After watching our father die from advanced dementia, my brother established instructions that no one is to feed him. If he can't bring a spoon to his mouth unassisted, he would like to stop eating. He works at a hospital, so I believe that he understands how to do this in a legally binding way.
This tempts me to leave similar instructions if I can't cook for myself.
Such advance directives aren't completely legally binding, and rely on family and caregivers respecting his wishes. If your brother is mentally incapacitated and his next-of-kin asks a healthcare facility to put in a feeding tube then they'll probably do it.
My father's last intelligible words were "I want a pill." My mother understood this request, but we could not act on it.

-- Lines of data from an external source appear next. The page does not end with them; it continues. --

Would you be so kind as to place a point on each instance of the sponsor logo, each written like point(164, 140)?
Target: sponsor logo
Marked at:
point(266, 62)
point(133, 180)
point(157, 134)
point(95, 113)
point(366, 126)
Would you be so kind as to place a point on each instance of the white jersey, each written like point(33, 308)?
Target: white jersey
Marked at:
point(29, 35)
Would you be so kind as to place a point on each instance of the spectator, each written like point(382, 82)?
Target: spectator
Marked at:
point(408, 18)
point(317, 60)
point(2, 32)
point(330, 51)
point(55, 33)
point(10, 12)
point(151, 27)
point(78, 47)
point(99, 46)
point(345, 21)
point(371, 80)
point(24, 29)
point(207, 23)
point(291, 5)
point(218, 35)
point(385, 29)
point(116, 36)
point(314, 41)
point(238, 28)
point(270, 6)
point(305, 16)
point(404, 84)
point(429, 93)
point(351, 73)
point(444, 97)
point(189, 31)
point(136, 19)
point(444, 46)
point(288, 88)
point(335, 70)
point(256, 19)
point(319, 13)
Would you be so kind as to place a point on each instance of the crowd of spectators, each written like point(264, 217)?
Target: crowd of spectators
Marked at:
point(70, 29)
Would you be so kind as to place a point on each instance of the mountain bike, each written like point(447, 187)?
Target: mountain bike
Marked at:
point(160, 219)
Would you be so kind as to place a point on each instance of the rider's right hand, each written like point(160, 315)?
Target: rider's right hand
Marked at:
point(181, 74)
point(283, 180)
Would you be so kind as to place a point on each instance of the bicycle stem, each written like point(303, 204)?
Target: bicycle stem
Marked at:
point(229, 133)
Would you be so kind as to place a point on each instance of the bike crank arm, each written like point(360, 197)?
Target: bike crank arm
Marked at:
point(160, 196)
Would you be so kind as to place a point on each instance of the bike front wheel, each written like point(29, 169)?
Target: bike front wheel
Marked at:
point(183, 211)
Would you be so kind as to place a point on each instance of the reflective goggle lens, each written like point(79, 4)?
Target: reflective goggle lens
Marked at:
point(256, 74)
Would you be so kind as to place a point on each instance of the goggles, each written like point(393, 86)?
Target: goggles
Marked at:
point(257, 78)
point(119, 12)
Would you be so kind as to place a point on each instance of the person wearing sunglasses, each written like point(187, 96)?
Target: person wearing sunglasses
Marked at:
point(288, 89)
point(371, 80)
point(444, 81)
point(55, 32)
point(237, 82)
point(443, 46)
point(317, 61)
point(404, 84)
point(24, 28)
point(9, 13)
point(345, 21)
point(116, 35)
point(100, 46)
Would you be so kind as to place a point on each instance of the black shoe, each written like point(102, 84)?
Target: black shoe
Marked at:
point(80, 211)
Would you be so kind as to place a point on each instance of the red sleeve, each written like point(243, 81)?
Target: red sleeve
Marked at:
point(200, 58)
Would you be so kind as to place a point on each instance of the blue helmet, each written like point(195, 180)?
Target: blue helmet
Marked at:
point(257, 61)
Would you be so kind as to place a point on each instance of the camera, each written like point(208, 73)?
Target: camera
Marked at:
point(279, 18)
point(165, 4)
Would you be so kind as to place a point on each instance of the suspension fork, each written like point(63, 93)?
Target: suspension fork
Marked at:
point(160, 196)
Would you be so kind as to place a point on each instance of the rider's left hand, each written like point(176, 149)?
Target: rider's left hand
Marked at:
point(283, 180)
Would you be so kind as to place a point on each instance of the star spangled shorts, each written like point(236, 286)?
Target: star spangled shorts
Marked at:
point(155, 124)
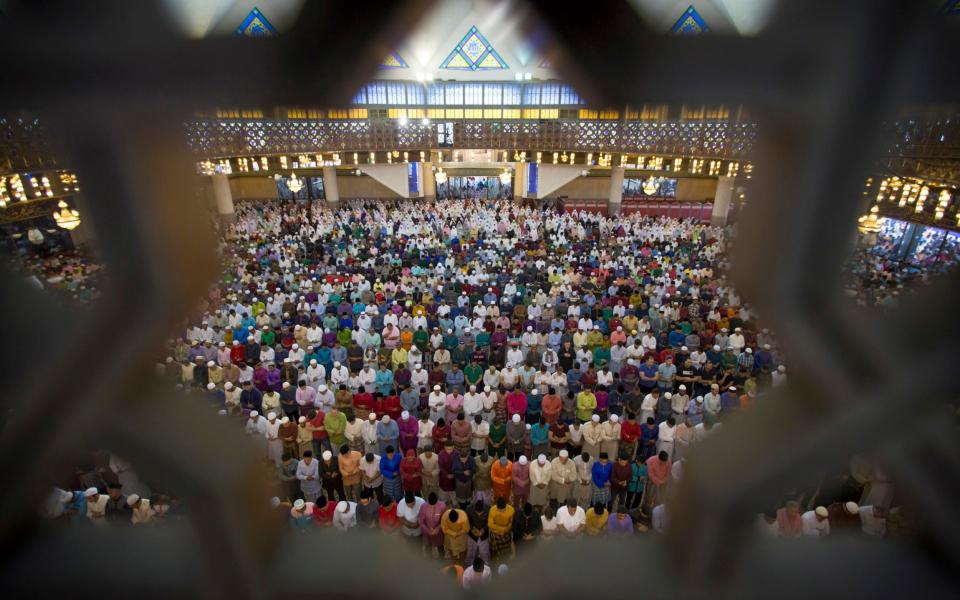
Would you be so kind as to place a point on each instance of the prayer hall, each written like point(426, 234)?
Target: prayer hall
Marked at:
point(492, 298)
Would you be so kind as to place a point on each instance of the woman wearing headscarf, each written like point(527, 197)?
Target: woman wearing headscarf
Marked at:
point(410, 472)
point(455, 526)
point(501, 474)
point(520, 482)
point(500, 522)
point(431, 526)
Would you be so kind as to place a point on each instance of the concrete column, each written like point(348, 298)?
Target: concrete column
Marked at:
point(330, 189)
point(84, 233)
point(519, 180)
point(615, 197)
point(721, 201)
point(223, 196)
point(429, 182)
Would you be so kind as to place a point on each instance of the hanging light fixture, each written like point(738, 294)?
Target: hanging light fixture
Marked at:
point(870, 222)
point(650, 186)
point(293, 184)
point(67, 217)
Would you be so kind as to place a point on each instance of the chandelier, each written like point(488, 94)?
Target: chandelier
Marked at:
point(870, 222)
point(650, 186)
point(293, 184)
point(67, 217)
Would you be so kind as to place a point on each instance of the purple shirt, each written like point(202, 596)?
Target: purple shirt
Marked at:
point(618, 527)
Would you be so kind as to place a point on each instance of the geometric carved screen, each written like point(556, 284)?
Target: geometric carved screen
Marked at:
point(211, 139)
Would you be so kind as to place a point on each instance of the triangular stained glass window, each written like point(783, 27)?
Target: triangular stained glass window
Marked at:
point(256, 25)
point(690, 23)
point(474, 53)
point(394, 61)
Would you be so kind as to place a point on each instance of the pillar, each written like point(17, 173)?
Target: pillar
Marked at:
point(429, 182)
point(519, 180)
point(330, 189)
point(615, 197)
point(721, 201)
point(84, 233)
point(223, 196)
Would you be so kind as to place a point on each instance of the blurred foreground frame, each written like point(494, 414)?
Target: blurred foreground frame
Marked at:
point(820, 79)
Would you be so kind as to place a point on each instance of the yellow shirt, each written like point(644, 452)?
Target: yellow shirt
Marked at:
point(596, 524)
point(500, 522)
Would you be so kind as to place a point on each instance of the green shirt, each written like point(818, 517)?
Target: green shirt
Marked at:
point(473, 374)
point(335, 423)
point(268, 338)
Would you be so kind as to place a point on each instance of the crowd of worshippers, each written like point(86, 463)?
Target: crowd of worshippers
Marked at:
point(70, 274)
point(884, 282)
point(476, 375)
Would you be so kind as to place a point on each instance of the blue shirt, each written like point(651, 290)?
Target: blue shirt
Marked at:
point(390, 467)
point(601, 473)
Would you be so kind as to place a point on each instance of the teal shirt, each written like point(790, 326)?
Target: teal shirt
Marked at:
point(538, 433)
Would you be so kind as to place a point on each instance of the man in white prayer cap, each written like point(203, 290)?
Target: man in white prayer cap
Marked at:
point(345, 516)
point(96, 506)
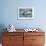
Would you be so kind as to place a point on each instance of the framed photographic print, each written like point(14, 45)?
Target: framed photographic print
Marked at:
point(25, 13)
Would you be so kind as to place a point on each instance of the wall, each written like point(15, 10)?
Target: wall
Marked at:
point(8, 13)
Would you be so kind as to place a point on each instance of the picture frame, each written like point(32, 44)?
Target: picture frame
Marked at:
point(25, 13)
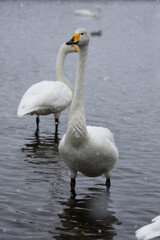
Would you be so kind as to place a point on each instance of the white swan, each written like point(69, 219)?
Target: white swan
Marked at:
point(149, 231)
point(90, 150)
point(48, 97)
point(86, 12)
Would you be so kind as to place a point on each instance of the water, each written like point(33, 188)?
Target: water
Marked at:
point(122, 93)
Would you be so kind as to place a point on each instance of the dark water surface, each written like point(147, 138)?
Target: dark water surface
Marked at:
point(122, 93)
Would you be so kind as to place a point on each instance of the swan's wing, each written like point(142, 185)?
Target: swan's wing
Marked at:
point(149, 231)
point(45, 97)
point(101, 133)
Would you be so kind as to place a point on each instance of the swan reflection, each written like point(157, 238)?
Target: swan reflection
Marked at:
point(41, 147)
point(90, 217)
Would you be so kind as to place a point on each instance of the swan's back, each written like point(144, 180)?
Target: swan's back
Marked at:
point(45, 97)
point(149, 231)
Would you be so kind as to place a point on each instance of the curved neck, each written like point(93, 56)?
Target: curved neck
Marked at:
point(59, 68)
point(77, 122)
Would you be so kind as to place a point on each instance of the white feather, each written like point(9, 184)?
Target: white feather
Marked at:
point(88, 149)
point(48, 97)
point(149, 231)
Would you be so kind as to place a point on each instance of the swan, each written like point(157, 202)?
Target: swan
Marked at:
point(149, 231)
point(86, 12)
point(46, 97)
point(87, 149)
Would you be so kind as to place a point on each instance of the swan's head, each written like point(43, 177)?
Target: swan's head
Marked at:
point(69, 48)
point(80, 38)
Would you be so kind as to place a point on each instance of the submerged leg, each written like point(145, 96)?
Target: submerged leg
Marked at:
point(108, 183)
point(73, 184)
point(37, 122)
point(56, 125)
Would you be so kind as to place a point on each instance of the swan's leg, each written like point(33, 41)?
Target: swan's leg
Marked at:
point(37, 122)
point(108, 183)
point(56, 125)
point(73, 184)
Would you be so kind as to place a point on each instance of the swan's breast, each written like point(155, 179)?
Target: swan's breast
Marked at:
point(95, 156)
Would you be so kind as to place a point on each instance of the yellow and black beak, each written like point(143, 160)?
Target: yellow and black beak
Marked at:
point(74, 40)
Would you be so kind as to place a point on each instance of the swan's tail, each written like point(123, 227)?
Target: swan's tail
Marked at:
point(149, 231)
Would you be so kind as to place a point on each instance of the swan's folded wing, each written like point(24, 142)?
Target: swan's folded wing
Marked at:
point(45, 96)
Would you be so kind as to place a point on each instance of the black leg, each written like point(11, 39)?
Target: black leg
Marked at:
point(56, 126)
point(73, 184)
point(37, 122)
point(108, 184)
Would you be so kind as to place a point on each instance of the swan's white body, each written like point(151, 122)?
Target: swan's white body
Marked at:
point(85, 13)
point(149, 231)
point(48, 97)
point(87, 149)
point(44, 98)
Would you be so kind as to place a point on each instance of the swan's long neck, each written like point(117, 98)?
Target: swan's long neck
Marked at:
point(76, 131)
point(59, 68)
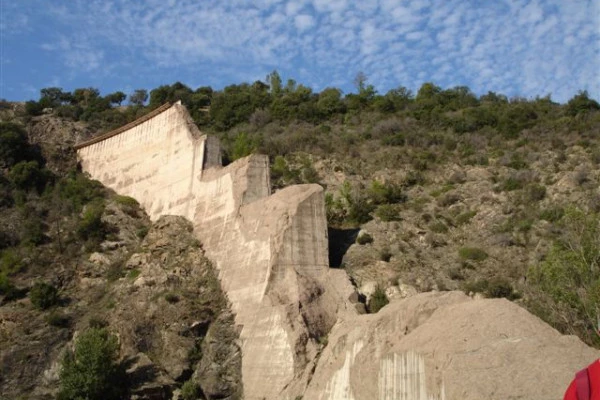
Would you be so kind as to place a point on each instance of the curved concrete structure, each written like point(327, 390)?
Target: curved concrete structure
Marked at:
point(270, 250)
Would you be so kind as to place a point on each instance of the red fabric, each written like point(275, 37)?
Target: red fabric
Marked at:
point(594, 375)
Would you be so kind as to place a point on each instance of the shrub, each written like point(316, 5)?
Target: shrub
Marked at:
point(364, 238)
point(569, 275)
point(465, 217)
point(243, 146)
point(438, 227)
point(388, 212)
point(495, 288)
point(79, 190)
point(190, 390)
point(91, 225)
point(43, 295)
point(535, 192)
point(10, 262)
point(414, 178)
point(58, 320)
point(448, 199)
point(28, 175)
point(385, 254)
point(385, 193)
point(378, 300)
point(7, 289)
point(511, 183)
point(142, 232)
point(171, 298)
point(552, 214)
point(472, 253)
point(91, 371)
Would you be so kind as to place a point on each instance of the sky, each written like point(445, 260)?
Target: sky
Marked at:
point(524, 48)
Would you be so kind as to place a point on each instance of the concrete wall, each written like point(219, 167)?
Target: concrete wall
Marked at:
point(271, 250)
point(158, 162)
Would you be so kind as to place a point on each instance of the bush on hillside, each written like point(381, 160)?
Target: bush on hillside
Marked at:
point(43, 295)
point(378, 300)
point(91, 371)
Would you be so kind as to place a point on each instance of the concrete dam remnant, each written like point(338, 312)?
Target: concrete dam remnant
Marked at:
point(271, 252)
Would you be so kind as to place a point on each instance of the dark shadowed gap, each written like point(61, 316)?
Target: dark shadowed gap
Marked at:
point(340, 241)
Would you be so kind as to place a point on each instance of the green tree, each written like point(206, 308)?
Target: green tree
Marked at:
point(13, 144)
point(330, 102)
point(43, 295)
point(378, 299)
point(581, 103)
point(91, 371)
point(275, 84)
point(242, 146)
point(570, 276)
point(117, 97)
point(27, 175)
point(84, 96)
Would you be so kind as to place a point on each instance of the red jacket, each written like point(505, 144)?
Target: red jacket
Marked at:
point(593, 372)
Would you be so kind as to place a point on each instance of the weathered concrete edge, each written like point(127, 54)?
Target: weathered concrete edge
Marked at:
point(124, 128)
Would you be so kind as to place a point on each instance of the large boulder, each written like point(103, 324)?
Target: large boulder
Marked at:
point(446, 345)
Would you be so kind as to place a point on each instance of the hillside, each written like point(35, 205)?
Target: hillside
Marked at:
point(435, 192)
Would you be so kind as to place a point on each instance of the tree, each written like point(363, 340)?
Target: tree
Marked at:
point(378, 300)
point(360, 80)
point(54, 97)
point(117, 97)
point(570, 276)
point(43, 295)
point(91, 371)
point(13, 144)
point(138, 97)
point(275, 83)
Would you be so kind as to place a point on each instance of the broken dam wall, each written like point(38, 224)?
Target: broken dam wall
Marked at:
point(271, 251)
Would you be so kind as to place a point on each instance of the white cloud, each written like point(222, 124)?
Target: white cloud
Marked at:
point(304, 22)
point(526, 47)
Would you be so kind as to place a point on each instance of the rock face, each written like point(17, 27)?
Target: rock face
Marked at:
point(271, 252)
point(445, 345)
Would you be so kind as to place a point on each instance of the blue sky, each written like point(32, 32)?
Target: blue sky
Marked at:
point(515, 47)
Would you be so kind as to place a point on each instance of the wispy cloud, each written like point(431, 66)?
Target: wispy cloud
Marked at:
point(518, 47)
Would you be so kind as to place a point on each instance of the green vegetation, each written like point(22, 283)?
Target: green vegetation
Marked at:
point(570, 276)
point(472, 253)
point(91, 370)
point(400, 157)
point(43, 295)
point(364, 238)
point(190, 390)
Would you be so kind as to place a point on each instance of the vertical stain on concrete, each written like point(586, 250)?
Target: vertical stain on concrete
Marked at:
point(260, 243)
point(339, 388)
point(402, 377)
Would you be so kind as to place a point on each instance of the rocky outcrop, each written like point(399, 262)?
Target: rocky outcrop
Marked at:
point(446, 345)
point(170, 311)
point(271, 253)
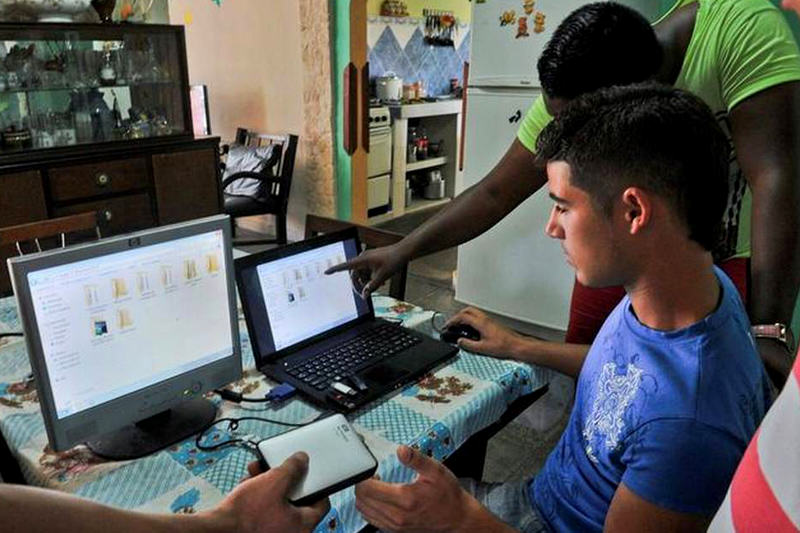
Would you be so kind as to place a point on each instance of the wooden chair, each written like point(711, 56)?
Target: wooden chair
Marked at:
point(35, 232)
point(276, 178)
point(370, 238)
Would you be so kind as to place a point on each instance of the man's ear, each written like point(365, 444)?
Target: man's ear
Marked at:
point(637, 208)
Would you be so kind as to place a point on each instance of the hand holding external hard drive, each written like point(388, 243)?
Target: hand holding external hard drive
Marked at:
point(337, 457)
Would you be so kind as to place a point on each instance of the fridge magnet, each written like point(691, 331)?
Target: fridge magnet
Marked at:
point(538, 22)
point(508, 17)
point(522, 29)
point(527, 5)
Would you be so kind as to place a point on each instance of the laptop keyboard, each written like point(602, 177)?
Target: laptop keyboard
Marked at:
point(340, 361)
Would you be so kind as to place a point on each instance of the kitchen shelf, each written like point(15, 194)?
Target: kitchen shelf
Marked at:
point(418, 204)
point(426, 163)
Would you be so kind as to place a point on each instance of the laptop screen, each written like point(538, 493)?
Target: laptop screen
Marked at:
point(291, 300)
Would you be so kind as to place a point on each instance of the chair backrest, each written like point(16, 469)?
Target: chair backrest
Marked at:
point(35, 232)
point(370, 238)
point(280, 188)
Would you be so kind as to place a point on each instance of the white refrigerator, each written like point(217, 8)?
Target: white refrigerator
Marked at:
point(514, 269)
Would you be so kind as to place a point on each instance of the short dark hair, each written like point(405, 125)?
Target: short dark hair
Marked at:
point(652, 136)
point(598, 45)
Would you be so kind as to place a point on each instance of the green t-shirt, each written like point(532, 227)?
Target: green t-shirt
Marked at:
point(738, 48)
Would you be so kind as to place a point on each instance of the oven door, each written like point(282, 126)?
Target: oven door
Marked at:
point(379, 159)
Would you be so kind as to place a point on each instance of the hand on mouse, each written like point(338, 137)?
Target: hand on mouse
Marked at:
point(495, 340)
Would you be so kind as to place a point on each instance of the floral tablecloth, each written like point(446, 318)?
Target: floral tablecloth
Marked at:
point(436, 414)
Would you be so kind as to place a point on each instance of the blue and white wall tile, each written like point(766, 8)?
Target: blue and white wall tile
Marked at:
point(397, 45)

A year later he stopped swallowing. My mother polled the family, and the consensus was to try intravenous fluids once, to see if this was temporary. With the fluids it took him a week to die. See how hard it is to even follow someone's last words?
Everyone, regardless of current age or ability, should absolutely have advanced directives in place outlining what they want done (or not done) to prolong their life.
Talk to your doctor about filling out the appropriate paperwork.
Even if you want everything humanly possible done, it's best to document it, and keep that document up to date (check in with your doctor every few years to see if what you want has changed).
I'm 37, and in good health. I have outlined the (pretty limited) scope of advanced care I would want in the event I became incapacitated, and have a designated healthcare proxy that I trust to make decisions consistent with my wishes.
This tempts me to leave similar instructions if I can't cook for myself.